The FDA conducted an inspection of Shire Human Genetic Therapies, Inc. in Cambridge, MA, from September 3 to September 12, 2025. This inspection resulted in a Form FDA 483, citing several significant observations indicating potential deviations from Good Manufacturing Practices (GMP) and the Federal Food, Drug, and Cosmetic Act. Key issues observed included a failure to follow procedures designed to prevent microbiological contamination during drug substance manufacturing. Specific examples cited operators failing to maintain aseptic technique, such as touching non-sterile surfaces or not sanitizing hands and sleeves after handling biological materials in a biosafety cabinet.

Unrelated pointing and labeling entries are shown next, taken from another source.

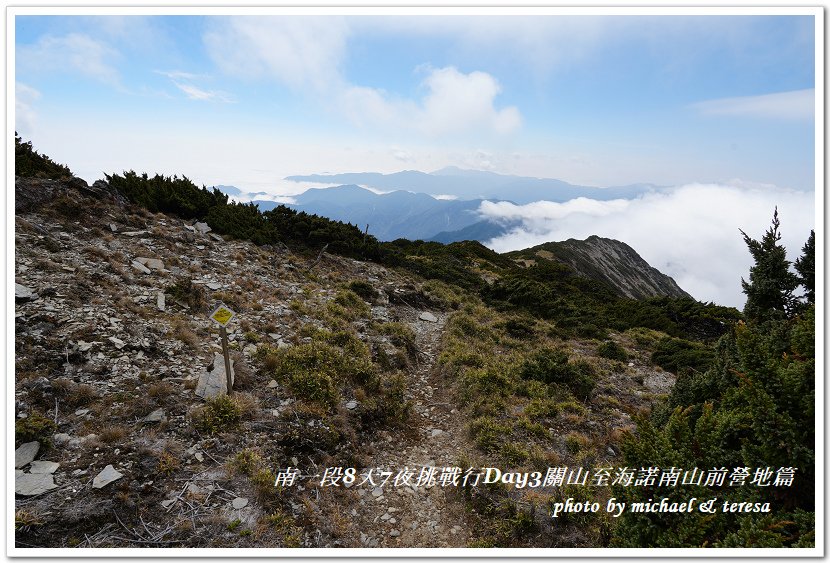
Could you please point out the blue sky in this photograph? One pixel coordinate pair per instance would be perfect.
(597, 100)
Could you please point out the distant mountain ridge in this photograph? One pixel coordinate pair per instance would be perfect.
(478, 184)
(607, 260)
(390, 216)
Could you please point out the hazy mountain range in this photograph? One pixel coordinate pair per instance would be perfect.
(441, 206)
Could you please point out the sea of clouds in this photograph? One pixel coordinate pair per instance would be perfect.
(690, 232)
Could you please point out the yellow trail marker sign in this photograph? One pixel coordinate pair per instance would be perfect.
(222, 315)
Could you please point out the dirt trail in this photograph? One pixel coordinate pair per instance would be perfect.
(402, 516)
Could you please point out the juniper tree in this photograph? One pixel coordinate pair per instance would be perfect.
(769, 291)
(806, 268)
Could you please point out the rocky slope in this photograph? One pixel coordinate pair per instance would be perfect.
(337, 363)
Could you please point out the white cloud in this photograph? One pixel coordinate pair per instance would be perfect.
(72, 52)
(196, 93)
(690, 233)
(301, 51)
(24, 113)
(455, 103)
(793, 105)
(307, 53)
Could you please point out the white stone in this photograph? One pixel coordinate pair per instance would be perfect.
(152, 263)
(25, 454)
(61, 439)
(139, 266)
(428, 317)
(105, 477)
(44, 467)
(30, 484)
(214, 382)
(240, 502)
(23, 293)
(154, 417)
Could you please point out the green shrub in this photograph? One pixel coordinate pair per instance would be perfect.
(363, 288)
(541, 408)
(613, 351)
(551, 365)
(28, 162)
(317, 387)
(352, 303)
(488, 434)
(672, 354)
(220, 414)
(386, 401)
(400, 335)
(186, 291)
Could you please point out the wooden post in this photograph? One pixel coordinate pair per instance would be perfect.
(224, 334)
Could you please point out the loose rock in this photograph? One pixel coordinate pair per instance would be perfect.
(30, 484)
(213, 382)
(22, 294)
(39, 467)
(156, 416)
(239, 502)
(25, 454)
(152, 263)
(139, 266)
(105, 477)
(428, 317)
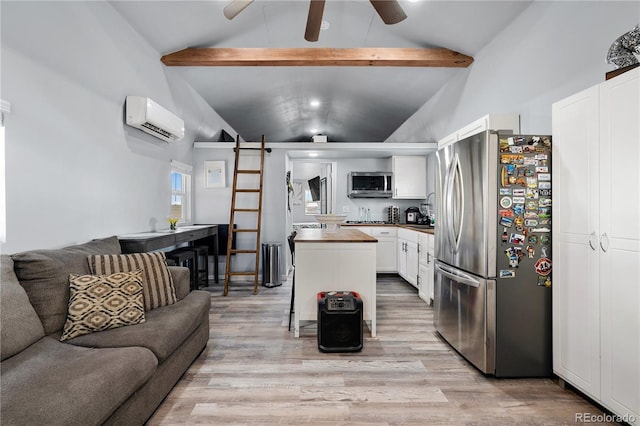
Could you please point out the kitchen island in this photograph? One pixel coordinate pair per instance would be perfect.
(344, 260)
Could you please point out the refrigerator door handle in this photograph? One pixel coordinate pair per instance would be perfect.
(591, 237)
(457, 178)
(448, 204)
(458, 276)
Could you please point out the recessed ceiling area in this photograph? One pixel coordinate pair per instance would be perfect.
(357, 104)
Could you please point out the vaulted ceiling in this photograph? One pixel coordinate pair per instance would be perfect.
(356, 103)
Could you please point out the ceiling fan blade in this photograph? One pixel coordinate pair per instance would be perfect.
(236, 6)
(389, 10)
(314, 20)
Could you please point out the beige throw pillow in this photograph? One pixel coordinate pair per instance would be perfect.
(102, 302)
(157, 284)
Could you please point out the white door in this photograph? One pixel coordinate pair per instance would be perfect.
(619, 242)
(576, 297)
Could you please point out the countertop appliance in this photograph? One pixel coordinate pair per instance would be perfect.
(369, 185)
(493, 252)
(412, 215)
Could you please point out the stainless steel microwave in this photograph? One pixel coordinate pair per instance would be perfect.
(369, 185)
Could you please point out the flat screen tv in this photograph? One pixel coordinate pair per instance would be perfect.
(314, 187)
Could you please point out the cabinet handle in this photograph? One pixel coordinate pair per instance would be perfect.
(604, 237)
(591, 237)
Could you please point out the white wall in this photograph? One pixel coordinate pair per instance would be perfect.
(74, 170)
(552, 50)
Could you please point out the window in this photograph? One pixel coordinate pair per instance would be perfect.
(181, 191)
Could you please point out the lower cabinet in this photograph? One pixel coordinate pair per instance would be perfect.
(425, 268)
(386, 254)
(408, 255)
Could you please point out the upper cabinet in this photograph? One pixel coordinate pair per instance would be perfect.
(409, 177)
(488, 122)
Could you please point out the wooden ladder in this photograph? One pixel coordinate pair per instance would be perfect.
(257, 210)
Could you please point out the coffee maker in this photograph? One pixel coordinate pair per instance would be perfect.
(412, 215)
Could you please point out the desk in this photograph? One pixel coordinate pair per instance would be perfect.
(344, 260)
(150, 241)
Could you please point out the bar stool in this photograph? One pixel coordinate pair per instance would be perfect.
(201, 254)
(185, 256)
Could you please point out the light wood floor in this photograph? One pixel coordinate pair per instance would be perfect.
(255, 372)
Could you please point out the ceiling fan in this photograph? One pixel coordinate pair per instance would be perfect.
(389, 10)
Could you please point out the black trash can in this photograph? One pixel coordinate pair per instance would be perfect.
(339, 321)
(271, 253)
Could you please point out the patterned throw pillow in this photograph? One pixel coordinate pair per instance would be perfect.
(157, 284)
(102, 302)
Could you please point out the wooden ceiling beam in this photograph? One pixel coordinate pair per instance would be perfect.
(317, 57)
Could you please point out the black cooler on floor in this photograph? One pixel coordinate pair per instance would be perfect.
(339, 321)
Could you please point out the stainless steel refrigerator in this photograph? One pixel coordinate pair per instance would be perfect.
(492, 296)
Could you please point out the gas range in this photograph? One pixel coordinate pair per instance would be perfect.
(368, 222)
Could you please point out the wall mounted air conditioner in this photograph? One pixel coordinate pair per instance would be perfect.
(145, 114)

The FDA also noted inadequate airflow visualization studies for aseptic bottling operations, which were found to lack a critical aseptic connection step and were linked to a previous contamination event. Furthermore, the disinfectant efficacy study was deemed deficient for not evaluating all relevant surfaces, including operator gloves. The Quality Control unit's procedures were found lacking, as they did not include periodic evaluation of electronic audit trail data from testing equipment. Lastly, a critical manufacturing tank with a 'Cleaned' status was observed to have residue spots, indicating inadequate cleaning intervals. Shire Human Genetic Therapies, Inc. is expected to address these observations by implementing comprehensive corrective actions and preventive measures to ensure compliance with regulatory standards and prevent product contamination.